One is mental health, another the all-important distributional consequences: As usual, it’s the poor and vulnerable who are most negatively affected. The rich adapt, the poor suffer. A benefit-cost analysis, meanwhile, discounts the poor even further. All that is, for example, what makes New York City’s decision to provide “grab-and-go” breakfasts and lunches at schools so important. (Assistance, of course, cannot—and does not—end there.)

The first question one must ask when looking at any benefit-cost analysis is where it might be so wrong as to overturn the original results. For climate, it’s clear that standard benefit-cost calculations lead to an underestimate of the true cost of each ton of carbon dioxide emitted. Benefits of mitigation are typically higher than calculated, while cost estimates often turn out to be lower than assumed.

For Covid-19, the uncertainties also seem to point in one and only one direction: toward shutting down sooner rather than later. Given that the benefits of shutting down today include avoiding a later shutdown, it’s hard to see how any of the many other uncertainties could dwarf the relentless compound growth of infections of roughly 33% per day.

Places that shut down sooner, primarily Hong Kong and Singapore but also South Korea, experienced enormous costs. What they avoided was even greater costs, to say nothing of the many more deaths.

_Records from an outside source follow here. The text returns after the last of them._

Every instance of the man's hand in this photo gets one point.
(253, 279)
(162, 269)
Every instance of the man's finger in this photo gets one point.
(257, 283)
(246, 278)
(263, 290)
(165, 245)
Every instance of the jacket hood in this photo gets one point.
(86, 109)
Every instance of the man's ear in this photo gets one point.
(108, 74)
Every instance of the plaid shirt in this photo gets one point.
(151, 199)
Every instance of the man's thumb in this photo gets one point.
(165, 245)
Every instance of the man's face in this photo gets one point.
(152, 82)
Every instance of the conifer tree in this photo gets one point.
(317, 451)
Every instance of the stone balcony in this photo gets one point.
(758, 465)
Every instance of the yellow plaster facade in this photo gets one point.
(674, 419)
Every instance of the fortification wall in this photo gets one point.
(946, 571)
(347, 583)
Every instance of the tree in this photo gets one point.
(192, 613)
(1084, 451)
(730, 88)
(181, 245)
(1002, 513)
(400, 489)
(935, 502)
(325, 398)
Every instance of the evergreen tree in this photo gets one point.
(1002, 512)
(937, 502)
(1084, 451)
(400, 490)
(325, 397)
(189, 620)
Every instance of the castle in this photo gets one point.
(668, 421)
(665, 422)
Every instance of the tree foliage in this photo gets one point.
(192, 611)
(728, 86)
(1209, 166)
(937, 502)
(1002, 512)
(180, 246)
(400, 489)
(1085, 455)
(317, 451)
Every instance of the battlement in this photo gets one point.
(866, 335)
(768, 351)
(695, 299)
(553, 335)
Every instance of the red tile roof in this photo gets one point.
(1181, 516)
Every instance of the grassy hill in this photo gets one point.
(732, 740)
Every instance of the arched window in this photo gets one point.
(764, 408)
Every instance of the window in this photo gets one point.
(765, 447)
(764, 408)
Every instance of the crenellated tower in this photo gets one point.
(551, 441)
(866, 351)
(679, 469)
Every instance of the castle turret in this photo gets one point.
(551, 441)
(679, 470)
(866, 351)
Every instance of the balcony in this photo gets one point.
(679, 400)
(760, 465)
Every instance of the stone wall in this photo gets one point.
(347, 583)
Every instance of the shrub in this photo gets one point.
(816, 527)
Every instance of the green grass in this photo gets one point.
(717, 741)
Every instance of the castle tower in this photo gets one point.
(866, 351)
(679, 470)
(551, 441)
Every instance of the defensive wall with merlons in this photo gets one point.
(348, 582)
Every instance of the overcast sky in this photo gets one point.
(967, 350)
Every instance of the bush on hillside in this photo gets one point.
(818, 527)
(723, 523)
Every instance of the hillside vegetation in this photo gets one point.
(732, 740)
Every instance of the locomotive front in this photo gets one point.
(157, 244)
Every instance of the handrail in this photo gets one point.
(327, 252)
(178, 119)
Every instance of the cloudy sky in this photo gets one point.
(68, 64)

It’s exactly this insight that reportedly convinced British Prime Minister Boris Johnson—belatedly—to pursue strong mitigation measures as well. The original U.K. strategy of “herd immunity,” after all, would have implied a significant culling of the herd.

All that points to another significant lesson that applies to the virus as much as to climate and to decision-making more broadly: Your actions inadvertently causing a death (an “error of commission”) might feel worse than the lack of one’s actions leading to that same death (an “error of omission”), but the end result is the same. Error is error, dead is dead.

With Covid-19, the bias goes toward leaders wanting to avoid doing too much at first, lest they are seen to be causing undue economic pain. Omitting early action, meanwhile, has already proved to cause even more pain later on.

Economist Milton Friedman famously argued how actions taken in a crisis “depend on the ideas that are lying around.” In this crisis, it behooves us not to ignore one of the most powerful of economic ideas: how compound growth, in the end, dwarfs all.